Pour la restauration d'un film mythique tel que L'Homme de Rio, TF1 Vidéo s'est engagé à proposer un nouveau master exemplaire. Dire que celui-ci fait complètement oublier le DVD sorti en 2003 par MGM est un euphémisme. Ce dernier, des plus grossièrement zoomé (mais toujours en 1.66, voir les images ci-dessous), présentait entre autres joyeusetés de nombreuses salissures, une colorimétrie peu fidèle et une définition au rabais. Cette nouvelle édition de 2013 retrouve la beauté des origines et s'offre une cure de jouvence bienvenue. En premier lieu, on a droit à une copie superbement immaculée et harmonieuse, après restauration des divers éléments épars retrouvés et traités par les équipes de TF1 Droits Audiovisuels et TF1 Vidéo.

Conjointement à cette propreté exemplaire, nous sommes ravis de pouvoir visionner un master respectueux du grain cinéma d'origine, auquel aucun effet spécial destructeur n'a heureusement été appliqué - un aspect qui nous préoccupe tout particulièrement sur DVDClassik. Et quand s'ajoutent à cela une excellente définition (certes variable en raison des conditions particulières de tournage) et une compression quasi parfaite, on ne peut que sauter au plafond. "Quasi parfaite" car il faut déplorer quand même une mystérieuse erreur technique de compression (à 62 min 36 s, sur un plan rapproché de Françoise Dorléac et Adolfo Celi) avec l'apparition d'un effet de macroblock très disgracieux sur une image - chose surtout visible en vidéo-projection. Sur une seule image certes, on acceptera donc d'être accusés de pinaillage mais on se devait de le relever. La luminosité du master est également à mettre au crédit de cette belle restauration. Une luminosité peut-être trop poussée, car cohabitent avec elle des contrastes qui manquent de profondeur, les noirs n'étant pas tout à fait noirs. Enfin, si les couleurs se montrent enfin à leur avantage, vaillantes et régulièrement saturées, on doit noter la présence - plus ou moins accentuée selon les scènes - d'une dominante jaune. On ira là aussi probablement chercher la cause dans les conditions de tournage et le choix de la pellicule d'origine. Les dernières copies en circulation du film (à la télévision ou sur le DVD de 2003) nous avaient sans doute également habitués à une vision non fidèle de la colorimétrie originale de ce film. Il n'en reste pas moins que certains spectateurs pourraient se montrer un peu gênés par cette dominante ; cela dit, le résultat n'est pas toujours le même selon les diffuseurs et cet aspect en vidéo-projection n'est pas réellement incommodant.
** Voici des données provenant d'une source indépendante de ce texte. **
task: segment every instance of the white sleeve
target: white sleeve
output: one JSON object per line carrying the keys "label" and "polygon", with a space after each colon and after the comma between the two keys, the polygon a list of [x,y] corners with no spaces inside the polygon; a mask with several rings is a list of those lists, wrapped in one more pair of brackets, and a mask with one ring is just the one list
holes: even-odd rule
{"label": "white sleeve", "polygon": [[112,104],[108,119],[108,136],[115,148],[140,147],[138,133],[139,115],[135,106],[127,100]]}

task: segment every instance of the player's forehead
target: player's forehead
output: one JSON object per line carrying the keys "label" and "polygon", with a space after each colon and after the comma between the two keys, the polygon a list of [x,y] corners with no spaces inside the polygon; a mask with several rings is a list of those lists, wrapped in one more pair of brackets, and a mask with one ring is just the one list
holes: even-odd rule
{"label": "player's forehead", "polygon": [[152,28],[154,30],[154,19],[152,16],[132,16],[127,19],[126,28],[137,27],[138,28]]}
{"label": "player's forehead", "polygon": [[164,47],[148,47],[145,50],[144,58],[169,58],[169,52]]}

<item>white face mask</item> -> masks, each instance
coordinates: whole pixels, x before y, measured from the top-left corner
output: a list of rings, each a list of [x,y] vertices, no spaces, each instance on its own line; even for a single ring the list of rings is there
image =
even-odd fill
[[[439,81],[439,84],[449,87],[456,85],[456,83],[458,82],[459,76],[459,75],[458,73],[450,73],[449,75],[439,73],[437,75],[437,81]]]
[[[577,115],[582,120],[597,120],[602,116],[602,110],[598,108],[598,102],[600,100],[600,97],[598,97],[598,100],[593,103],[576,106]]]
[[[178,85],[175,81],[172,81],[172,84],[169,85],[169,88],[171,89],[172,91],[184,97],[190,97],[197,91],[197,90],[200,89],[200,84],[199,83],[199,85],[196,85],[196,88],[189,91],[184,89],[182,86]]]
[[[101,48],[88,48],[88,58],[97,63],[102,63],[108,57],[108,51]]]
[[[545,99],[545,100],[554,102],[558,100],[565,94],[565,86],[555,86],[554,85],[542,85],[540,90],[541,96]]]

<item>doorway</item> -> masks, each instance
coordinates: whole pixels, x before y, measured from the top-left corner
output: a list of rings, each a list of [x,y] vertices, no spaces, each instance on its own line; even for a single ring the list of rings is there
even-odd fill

En conclusion, si notre regard se veut toujours aussi pointilleux, on ne peut que témoigner de notre admiration globale devant le travail impressionnant accompli sur l'image par TF1 Droits Audiovisuels et TF1 Vidéo.

Son

Comparativement à l'excellente impression que nous a produite la partie image, la partie son du Blu-ray se révèle plutôt décevante. A vrai dire, la piste sonore s'avère le parent pauvre de la restauration exemplaire de L'Homme de Rio. Une fois que cela a été dit, et avant de monter sur ses grands chevaux, il faut tout de suite en expliquer les raisons fort logiques. Il faut savoir que le film a été tourné avec un simple son témoin, sur lequel on entend le vrombissement insupportable du moteur de la caméra Caméflex qui a servi au tournage. Le choix de postsynchroniser l'ensemble avait été fait dès la mise en place du projet, ce qui apparaît évident même pour les plus néophytes des spectateurs puisque la postsynchronisation des voix produit fréquemment un décalage visible à l'oeil nu. Il fallait alors composer avec les limites techniques des studios d'enregistrement de l'époque et c'est ainsi que l'on se retrouve avec des voix suraigües, souvent mal calées et possédant une faible dynamique. Cela n'a heureusement aucune incidence sur la qualité de jeu des comédiens, mais on note souvent un manque de clarté dans les dialogues. Cela dit, il est certain que la piste sonore a été nettoyée, car on n'y relève aucun véritable défaut. De plus, les bruitages ont été refaits en studios et Stéphane Lerouge - restaurateur de bandes originales de films et responsable d’une collection au sein de Universal - a pu retrouver par miracle le mixage stéréo de la musique de Georges Delerue qui lui offre une très belle ampleur. En conclusion, on a l'impression d'écouter une bande-son un peu déséquilibrée, entre d'un côté une musique et des effets sonores de bonne qualité et de l'autre des voix effacées et nasillardes. Il faudra s'en accommoder en sachant tout de même que cela ne gêne qu'assez peu la vision du film dans son ensemble. Enfin, TF1 Vidéo propose une piste Audiodescription pour les aveugles et malvoyants, sur laquelle deux voix (un homme et une femme) se relaient pour commenter l'action entre les dialogues.

Suppléments


Les aventures d'Adrien : l'affaire Catalan (63 min -16/9 - DD 2.0 - HD - 2013)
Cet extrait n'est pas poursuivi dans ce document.